Poland’s president on Wednesday swore in Donald Tusk as the new pro-EU prime minister, putting an end to eight years of right-wing populist rule.
The ministers of the new administration were successively sworn in by the conservative head of state, who is allied with the previous government of the Law and Justice (PiS) party.
Tusk, who previously served as prime minister in 2007-2014, has pledged to restore Poland’s position in the European Union after rule-of-law infringements strained Warsaw ties with Brussels.
The former European Council president has also said that help for war-torn Ukraine would be a priority of his government.
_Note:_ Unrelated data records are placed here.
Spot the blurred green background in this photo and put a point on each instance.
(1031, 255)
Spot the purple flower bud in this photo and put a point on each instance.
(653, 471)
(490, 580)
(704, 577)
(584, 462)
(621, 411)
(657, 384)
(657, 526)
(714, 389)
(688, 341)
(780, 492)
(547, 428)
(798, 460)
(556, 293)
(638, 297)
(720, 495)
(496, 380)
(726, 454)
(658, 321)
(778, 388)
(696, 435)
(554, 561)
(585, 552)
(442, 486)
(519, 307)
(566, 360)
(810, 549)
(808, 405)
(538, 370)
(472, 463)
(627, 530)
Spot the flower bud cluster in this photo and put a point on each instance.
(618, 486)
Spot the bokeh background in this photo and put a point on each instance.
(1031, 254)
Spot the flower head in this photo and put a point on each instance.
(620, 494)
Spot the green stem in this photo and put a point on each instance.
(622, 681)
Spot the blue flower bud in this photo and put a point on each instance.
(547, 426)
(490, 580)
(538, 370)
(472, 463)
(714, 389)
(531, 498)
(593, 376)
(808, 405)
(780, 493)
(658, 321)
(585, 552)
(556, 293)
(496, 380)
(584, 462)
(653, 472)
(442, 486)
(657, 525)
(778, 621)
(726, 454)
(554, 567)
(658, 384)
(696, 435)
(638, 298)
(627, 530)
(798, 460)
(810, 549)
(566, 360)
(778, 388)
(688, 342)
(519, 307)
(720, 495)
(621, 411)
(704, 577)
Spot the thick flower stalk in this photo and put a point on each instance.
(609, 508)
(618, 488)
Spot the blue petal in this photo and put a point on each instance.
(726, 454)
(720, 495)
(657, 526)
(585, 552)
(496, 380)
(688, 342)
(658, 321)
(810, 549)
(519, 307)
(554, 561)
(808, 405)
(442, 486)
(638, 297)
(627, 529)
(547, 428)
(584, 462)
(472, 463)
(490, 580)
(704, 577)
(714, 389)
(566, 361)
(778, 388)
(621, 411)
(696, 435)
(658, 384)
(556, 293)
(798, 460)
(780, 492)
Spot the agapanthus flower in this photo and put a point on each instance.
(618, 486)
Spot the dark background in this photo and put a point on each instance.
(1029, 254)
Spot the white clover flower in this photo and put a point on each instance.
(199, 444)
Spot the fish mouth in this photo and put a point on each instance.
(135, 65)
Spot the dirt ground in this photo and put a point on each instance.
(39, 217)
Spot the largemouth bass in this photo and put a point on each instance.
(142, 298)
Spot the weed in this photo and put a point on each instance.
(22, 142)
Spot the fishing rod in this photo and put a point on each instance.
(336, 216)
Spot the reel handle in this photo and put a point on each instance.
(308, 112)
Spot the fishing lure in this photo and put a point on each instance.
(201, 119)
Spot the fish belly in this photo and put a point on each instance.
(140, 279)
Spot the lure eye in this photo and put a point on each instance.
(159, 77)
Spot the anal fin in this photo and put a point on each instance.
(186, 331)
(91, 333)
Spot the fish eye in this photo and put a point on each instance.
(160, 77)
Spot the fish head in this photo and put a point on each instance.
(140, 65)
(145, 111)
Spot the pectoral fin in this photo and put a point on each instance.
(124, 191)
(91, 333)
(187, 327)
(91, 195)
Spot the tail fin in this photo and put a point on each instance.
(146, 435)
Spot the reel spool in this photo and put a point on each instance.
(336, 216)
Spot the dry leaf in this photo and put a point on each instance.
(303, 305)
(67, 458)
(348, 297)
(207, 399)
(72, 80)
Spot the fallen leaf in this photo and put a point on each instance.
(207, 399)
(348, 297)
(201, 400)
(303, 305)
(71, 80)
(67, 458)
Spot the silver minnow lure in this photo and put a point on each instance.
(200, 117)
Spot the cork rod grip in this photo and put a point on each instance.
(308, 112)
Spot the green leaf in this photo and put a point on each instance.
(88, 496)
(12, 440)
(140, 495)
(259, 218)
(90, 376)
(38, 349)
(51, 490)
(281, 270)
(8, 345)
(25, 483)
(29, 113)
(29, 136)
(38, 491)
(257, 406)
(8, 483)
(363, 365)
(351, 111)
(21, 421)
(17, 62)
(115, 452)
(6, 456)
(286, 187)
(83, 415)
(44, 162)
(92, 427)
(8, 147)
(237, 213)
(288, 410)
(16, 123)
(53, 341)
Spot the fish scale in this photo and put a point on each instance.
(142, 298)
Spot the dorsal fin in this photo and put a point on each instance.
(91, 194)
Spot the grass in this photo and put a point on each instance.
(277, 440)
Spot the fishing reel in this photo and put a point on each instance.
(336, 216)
Tusk’s cabinet includes Radoslaw Sikorski as foreign minister — a job he has held in the past — as well as former ombudsman Adam Bodnar as justice minister.
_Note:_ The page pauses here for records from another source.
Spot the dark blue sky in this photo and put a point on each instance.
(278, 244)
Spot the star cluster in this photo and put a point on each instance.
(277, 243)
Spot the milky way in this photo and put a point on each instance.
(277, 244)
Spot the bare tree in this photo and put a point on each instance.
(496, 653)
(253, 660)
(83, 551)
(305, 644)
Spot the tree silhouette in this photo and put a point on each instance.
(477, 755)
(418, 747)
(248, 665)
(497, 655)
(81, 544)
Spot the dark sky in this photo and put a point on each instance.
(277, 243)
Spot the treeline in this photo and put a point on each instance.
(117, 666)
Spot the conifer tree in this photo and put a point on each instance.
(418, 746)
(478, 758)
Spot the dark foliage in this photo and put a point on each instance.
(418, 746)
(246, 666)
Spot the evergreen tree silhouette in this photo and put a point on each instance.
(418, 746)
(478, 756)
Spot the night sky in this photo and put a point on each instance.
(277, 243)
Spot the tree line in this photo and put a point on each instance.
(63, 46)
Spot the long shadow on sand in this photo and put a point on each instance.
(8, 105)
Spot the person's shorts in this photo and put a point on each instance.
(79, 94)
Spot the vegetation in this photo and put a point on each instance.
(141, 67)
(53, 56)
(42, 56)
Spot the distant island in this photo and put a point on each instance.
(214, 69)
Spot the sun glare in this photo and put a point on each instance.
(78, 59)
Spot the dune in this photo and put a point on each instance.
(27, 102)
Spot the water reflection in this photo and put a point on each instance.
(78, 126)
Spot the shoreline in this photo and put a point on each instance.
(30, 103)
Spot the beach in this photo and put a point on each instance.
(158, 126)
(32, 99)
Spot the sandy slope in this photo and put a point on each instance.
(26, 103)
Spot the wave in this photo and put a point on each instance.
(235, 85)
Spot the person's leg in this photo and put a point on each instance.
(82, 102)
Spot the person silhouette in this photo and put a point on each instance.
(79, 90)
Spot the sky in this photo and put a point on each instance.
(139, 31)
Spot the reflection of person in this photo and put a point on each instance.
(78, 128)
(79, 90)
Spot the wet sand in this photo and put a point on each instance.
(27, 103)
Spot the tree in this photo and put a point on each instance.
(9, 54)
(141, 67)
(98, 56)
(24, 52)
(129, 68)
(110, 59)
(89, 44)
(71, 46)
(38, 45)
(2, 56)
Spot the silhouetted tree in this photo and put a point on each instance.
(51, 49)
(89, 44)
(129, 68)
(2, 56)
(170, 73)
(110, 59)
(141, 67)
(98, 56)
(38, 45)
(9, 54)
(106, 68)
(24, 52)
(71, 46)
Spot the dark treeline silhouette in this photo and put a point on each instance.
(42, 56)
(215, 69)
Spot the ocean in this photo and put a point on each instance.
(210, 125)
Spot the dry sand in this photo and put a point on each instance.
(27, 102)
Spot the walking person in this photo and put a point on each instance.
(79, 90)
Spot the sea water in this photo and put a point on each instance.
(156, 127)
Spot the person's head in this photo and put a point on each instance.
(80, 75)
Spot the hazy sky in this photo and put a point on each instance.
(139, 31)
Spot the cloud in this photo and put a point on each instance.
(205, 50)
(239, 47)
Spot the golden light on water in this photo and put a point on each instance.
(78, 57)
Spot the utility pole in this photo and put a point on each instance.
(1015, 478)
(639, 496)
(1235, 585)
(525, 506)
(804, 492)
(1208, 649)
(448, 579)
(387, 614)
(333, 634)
The PiS won the most seats in October’s general election but failed to find viable coalition partners and secure backing for their minority government on Monday.
While Tusk’s Civic Coalition came second in the ballot, it forged an alliance with two smaller pro-EU opposition political groups, the Third Way and Left, with enough votes to oust PiS from power.
The new government will likely face daily battles with PiS lawmakers. The party still has allies in the presidency, the central bank and the supreme court, as well as in several important judicial and financial state institutions.
Polish President Andrzej Duda, whose term ends in 2025, could use blocking tactics between now and then to veto legislation.